In 500 g of water at a temperature of 15 ° C, 75 g of water vapor is injected at 100 ° C. Find the final temperature
In 500 g of water at a temperature of 15 ° C, 75 g of water vapor is injected at 100 ° C. Find the final temperature of the water in the vessel. (The specific heat capacity of water is 4200 J / kg “° C; the specific heat of vaporization is 2.3 • 105 J / kg.)
Given:
m1 = 500 grams = 0.5 kilograms is the mass of water;
t0 = 15 ° Celsius – initial water temperature;
m2 = 75 grams = 0.075 kilograms – the mass of water vapor;
t1 = 100 ° Celsius – water vapor temperature;
c = 4200 J / (kg * C) – specific heat capacity of water;
q = 2.3 * 105 J / kg is the specific heat of vaporization of water.

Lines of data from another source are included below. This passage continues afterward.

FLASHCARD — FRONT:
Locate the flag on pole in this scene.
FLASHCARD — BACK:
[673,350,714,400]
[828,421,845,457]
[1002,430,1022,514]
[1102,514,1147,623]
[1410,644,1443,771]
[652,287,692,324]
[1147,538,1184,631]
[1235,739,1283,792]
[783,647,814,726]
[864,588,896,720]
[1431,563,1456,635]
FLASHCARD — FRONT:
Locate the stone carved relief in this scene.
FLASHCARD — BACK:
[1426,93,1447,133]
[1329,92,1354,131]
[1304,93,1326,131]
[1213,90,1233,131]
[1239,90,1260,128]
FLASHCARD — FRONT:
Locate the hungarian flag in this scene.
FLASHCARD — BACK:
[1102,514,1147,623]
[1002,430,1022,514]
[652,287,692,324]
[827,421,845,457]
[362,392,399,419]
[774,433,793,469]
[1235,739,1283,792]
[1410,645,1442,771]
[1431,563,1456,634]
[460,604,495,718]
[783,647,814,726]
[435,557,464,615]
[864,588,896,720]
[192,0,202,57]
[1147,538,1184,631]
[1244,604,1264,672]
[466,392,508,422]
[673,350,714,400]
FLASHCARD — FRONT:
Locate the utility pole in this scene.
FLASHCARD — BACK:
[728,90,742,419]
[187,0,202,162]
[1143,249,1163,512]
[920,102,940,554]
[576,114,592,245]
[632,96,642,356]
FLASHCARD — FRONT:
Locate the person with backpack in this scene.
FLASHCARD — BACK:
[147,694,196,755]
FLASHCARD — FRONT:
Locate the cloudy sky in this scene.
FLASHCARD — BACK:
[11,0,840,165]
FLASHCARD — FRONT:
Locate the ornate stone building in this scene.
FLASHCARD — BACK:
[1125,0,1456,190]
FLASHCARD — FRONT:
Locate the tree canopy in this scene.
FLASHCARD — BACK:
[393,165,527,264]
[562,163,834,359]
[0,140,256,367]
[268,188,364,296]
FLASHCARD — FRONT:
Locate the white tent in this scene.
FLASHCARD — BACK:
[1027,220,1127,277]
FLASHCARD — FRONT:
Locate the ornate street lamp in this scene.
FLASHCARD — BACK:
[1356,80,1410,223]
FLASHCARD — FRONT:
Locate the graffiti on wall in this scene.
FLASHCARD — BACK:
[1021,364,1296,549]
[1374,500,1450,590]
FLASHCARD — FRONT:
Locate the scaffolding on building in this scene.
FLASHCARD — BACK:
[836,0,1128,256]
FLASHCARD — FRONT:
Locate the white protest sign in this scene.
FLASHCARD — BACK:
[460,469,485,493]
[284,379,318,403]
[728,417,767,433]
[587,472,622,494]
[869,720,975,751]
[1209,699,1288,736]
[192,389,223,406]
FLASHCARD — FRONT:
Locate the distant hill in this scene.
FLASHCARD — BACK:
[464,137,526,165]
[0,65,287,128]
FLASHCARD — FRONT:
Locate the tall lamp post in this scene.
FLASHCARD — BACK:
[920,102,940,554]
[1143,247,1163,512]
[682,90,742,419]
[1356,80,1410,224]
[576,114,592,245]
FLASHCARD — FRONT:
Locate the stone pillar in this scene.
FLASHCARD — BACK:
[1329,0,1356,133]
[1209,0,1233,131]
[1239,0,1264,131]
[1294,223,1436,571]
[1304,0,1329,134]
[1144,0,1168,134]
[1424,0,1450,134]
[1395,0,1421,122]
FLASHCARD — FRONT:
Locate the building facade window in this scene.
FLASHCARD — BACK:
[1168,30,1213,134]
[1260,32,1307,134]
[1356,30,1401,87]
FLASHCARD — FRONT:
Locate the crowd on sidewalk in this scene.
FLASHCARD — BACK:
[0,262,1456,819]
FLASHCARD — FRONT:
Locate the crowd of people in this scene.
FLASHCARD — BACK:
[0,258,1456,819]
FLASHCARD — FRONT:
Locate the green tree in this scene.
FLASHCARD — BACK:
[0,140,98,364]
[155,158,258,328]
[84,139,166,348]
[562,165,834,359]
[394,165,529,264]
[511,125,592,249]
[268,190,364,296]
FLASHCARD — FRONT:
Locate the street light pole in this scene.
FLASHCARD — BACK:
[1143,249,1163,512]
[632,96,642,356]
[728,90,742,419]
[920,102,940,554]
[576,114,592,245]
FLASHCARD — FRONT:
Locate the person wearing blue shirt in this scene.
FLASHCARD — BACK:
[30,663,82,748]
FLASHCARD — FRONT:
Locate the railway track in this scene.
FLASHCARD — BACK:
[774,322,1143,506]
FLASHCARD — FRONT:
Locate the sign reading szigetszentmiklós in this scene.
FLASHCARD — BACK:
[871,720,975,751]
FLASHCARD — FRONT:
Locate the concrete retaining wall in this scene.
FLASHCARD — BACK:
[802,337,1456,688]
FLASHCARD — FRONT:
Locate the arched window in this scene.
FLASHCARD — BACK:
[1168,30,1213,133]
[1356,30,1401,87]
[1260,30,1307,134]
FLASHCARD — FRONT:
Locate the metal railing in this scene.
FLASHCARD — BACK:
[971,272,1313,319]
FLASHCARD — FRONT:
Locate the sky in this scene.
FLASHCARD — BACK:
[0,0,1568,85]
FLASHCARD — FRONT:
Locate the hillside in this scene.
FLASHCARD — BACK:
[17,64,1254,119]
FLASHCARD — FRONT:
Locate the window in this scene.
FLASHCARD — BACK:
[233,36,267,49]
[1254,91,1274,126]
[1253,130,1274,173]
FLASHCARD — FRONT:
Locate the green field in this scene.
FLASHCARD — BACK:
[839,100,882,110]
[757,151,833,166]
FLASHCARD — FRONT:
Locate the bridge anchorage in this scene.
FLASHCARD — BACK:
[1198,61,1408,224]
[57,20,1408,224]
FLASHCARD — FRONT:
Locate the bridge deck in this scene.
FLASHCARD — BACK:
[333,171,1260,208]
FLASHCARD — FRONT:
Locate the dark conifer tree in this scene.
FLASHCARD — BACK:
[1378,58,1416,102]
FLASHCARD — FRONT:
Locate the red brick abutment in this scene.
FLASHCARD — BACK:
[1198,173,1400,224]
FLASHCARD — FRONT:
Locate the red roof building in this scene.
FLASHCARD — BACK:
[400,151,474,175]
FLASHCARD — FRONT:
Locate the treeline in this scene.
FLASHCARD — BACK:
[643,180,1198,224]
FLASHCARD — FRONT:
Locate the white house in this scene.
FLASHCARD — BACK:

It is required to determine t (degree Celsius) – the final temperature of the mixture.
The energy required to heat the water will be equal to the sum of the energy released when the water vapor is cooled and the resulting water is cooled to the temperature of the mixture, that is:
Q1 = Q2 + Q2;
c * m1 * (t – t0) = q * m2 + c * m2 * (t1 – t);
c * m1 * t – c * m1 * t0 = q * m2 + c * m2 * t1 – c * m2 * t;
c * m1 * t + c * m2 * t = q * m2 + c * m2 * t1 + c * m1 * t0;
t * c * (m1 + m2) = q * m2 + c * m2 * t1 + c * m1 * t0;
t = (q * m2 + c * m2 * t1 + c * m1 * t0) / (c * (m1 + m2));
t = (230,000 * 0.075 + 4200 * 0.075 * 100 + 4200 * 0.5 * 15) / (4200 * (0.5 + 0.075));
t = (17250 + 31500 + 31500) / (4200 * 0.575);
t = 80250/2415 = 33.2 ° Celsius.
Answer: The temperature of the mixture will be 33.2 ° C.